Featherlegged Orbweaver Spider - Uloborus glomosus
Class: Arachnida / Order: Araneae
Live adult spiders photographed in the wild at San Antonio, Texas, USA.

This tiny spider has incorporated stabilimenta in her web. Stabilimenta are conspicuous lines or spirals of silk, included by many diurnal spiders at the center of their otherwise cryptic webs. It has been shown spider webs using stabilimenta catch, on average, 34% fewer insects than those without. However, webs with the easily-visible markings are damaged far less frequently by birds flying through the web. It is an evolutionary tradeoff the spider can influence every time it builds a new web. The inclusion of stabilimenta is influenced by many factors, including prey density and web location.  Read the scientific study at Behavioral Ecology magazine.

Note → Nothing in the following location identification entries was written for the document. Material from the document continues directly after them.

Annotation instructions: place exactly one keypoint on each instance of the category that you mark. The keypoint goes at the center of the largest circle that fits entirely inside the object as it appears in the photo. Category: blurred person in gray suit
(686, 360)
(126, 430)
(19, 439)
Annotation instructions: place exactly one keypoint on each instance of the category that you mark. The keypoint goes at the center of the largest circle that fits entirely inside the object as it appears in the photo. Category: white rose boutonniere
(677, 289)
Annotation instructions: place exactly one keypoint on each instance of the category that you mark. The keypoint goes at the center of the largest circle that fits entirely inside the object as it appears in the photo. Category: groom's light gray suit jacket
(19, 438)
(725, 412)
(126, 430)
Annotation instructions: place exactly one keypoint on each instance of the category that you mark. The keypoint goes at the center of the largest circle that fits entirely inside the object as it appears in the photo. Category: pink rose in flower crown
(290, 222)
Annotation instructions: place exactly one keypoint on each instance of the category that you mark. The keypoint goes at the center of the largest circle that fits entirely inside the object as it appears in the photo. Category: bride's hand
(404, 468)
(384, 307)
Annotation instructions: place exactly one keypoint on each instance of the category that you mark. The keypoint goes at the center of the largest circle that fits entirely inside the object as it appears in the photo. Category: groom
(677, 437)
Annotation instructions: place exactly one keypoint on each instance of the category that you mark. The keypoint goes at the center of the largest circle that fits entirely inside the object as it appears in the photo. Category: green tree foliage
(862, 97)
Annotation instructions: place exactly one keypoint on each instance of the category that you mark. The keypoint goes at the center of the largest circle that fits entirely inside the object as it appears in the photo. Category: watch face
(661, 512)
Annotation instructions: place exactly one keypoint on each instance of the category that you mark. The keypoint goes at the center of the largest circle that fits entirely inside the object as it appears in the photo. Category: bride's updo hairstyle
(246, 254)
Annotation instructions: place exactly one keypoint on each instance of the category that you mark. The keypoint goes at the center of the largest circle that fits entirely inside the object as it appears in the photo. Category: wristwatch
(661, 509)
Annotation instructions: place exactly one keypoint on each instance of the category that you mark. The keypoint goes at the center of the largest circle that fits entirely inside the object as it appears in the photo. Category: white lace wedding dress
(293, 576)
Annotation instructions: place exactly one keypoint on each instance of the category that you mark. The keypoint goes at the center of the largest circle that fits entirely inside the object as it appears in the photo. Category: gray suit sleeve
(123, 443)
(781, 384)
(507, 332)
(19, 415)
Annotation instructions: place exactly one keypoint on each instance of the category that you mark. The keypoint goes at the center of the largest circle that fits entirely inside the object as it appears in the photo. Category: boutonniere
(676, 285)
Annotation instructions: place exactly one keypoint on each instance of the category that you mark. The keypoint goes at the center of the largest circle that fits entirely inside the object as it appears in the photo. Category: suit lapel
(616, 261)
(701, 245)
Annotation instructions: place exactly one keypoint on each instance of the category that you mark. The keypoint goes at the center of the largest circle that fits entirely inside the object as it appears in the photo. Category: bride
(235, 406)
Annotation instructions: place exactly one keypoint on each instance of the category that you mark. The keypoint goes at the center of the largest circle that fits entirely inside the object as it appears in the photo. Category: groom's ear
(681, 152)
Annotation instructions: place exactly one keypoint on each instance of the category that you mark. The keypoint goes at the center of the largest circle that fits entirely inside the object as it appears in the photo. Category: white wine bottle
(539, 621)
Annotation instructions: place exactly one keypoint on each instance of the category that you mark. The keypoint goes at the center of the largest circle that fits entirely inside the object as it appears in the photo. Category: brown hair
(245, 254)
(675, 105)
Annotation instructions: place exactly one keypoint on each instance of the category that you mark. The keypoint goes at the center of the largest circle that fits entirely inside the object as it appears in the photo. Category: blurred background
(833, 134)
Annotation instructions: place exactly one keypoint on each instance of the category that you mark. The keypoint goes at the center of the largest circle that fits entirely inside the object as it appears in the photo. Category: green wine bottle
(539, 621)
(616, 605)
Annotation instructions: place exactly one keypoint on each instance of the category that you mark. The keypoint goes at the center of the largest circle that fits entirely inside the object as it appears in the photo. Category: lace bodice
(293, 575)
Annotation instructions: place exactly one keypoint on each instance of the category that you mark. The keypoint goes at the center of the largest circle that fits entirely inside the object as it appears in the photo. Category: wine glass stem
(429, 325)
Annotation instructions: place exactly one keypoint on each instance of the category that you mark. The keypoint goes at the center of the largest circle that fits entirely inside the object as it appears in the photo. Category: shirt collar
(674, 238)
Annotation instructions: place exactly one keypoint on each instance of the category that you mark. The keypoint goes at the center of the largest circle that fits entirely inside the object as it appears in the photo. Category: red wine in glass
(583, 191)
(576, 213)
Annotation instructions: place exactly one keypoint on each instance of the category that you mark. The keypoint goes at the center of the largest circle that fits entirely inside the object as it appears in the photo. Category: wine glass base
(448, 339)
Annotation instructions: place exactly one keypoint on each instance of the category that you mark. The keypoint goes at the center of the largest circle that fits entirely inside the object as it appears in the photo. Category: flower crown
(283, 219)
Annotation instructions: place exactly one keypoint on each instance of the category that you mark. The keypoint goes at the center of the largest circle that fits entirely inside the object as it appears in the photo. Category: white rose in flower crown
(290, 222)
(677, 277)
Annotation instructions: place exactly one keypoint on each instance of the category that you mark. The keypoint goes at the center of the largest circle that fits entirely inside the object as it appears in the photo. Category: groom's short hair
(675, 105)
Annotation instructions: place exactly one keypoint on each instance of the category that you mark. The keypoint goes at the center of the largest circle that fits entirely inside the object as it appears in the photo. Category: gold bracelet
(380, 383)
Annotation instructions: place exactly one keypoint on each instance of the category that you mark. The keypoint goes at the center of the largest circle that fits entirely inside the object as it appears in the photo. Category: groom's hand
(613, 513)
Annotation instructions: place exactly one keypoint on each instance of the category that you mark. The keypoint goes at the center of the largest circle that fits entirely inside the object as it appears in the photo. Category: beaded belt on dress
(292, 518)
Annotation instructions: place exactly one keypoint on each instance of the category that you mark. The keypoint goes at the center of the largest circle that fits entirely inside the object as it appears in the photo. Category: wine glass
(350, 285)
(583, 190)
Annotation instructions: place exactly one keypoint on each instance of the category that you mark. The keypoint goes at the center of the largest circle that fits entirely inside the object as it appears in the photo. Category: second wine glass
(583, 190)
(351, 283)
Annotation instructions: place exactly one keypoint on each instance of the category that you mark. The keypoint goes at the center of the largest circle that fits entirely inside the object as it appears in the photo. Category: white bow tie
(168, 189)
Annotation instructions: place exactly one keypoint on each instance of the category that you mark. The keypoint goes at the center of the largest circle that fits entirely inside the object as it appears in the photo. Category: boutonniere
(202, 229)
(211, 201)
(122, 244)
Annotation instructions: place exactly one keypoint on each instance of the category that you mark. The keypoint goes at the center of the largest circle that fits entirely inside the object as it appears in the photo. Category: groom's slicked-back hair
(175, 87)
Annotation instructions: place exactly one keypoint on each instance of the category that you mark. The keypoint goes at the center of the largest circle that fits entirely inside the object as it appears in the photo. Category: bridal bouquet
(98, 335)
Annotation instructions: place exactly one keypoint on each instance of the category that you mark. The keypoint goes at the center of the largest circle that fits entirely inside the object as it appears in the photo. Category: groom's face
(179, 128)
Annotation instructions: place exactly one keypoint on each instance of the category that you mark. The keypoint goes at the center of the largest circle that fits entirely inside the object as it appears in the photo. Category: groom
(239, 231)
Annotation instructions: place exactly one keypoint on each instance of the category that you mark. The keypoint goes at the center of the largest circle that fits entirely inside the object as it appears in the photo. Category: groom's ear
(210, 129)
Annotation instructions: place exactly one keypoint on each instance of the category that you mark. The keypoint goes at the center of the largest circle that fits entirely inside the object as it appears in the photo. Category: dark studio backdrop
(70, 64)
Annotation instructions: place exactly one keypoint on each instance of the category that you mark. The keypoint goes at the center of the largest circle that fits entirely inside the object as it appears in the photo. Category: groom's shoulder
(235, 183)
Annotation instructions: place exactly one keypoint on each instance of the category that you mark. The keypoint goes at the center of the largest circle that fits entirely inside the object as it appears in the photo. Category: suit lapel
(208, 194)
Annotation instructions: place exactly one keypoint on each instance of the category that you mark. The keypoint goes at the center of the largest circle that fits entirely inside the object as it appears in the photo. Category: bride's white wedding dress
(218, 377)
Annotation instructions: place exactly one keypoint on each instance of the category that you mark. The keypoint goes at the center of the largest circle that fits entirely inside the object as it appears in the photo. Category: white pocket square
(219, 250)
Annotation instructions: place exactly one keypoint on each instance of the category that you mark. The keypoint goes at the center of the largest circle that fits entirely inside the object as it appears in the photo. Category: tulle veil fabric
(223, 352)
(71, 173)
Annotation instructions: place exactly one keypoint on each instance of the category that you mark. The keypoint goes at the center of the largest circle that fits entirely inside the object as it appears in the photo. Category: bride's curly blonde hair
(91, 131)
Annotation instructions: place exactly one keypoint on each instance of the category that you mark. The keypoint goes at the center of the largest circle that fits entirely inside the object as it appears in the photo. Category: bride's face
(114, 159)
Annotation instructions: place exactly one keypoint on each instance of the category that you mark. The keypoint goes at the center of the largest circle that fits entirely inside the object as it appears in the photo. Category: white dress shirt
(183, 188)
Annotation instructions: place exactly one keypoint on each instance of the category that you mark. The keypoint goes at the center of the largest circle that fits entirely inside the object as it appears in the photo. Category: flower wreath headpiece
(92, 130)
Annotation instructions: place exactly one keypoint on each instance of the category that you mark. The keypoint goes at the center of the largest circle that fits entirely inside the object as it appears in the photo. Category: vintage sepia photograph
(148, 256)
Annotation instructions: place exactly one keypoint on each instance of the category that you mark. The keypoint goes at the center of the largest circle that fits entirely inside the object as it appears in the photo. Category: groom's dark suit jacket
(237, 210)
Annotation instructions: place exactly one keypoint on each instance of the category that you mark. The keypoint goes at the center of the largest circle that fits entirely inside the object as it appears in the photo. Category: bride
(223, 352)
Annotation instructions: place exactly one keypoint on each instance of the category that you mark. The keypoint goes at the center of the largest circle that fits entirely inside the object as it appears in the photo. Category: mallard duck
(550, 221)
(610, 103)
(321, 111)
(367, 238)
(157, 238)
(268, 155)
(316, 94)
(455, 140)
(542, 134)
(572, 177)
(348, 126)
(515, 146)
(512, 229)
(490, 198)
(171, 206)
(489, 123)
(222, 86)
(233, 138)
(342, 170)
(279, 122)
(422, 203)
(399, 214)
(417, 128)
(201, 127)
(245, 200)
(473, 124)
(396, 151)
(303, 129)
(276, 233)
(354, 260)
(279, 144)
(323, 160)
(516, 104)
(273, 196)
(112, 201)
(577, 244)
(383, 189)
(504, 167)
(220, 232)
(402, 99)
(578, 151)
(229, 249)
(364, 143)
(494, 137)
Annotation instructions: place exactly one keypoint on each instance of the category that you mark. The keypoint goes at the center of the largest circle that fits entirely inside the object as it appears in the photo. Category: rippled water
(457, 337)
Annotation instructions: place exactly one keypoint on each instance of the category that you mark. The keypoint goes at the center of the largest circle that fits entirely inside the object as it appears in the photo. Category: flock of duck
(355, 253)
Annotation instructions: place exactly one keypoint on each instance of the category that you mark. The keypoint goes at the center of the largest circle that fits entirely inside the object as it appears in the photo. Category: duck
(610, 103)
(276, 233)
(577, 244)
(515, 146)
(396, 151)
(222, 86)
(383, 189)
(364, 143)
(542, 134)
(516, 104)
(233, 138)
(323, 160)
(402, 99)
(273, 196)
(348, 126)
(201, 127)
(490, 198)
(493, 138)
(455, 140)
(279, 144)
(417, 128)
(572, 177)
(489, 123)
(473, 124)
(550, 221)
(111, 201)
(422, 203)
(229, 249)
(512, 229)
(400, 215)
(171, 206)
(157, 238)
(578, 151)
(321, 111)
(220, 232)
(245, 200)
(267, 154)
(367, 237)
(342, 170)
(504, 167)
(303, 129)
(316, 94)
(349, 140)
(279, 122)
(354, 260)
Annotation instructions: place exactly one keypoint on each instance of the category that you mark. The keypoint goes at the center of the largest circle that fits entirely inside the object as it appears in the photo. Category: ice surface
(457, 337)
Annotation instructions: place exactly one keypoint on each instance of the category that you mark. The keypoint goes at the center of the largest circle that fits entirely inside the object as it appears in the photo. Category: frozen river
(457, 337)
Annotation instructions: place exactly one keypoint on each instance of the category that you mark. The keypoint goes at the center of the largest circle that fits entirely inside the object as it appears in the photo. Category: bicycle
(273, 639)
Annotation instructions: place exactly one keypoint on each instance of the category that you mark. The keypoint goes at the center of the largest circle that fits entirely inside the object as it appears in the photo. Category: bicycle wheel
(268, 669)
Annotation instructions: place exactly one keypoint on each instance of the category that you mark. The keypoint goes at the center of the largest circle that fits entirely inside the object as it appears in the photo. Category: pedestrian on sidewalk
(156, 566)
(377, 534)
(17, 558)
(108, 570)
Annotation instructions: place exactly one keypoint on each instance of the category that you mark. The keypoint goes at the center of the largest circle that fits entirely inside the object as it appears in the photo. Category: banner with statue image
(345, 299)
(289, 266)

In any event, stabilimenta or no, a large Argiope planted firmly head-down in her web amongst tall weeds and grasses remains maddeningly invisible to man and beast. The black and yellow markings of the fat abdomen and striped legs function as camouflage much like the tigers' stripes do in the jungle - the geometric elements serve to break up the outline of the spiders' body and confuse the eye of the beholder into not recognizing the image. It is this principle upon which warships' hull camouflage was painted during the World Wars, with stark diagonal lines and shapes intended to keep an enemy from discerning the outline and identifying the size of the ship and the extent of its armaments.


I'm assuming the thorn-like appearance of the legs helps camouflage this spider.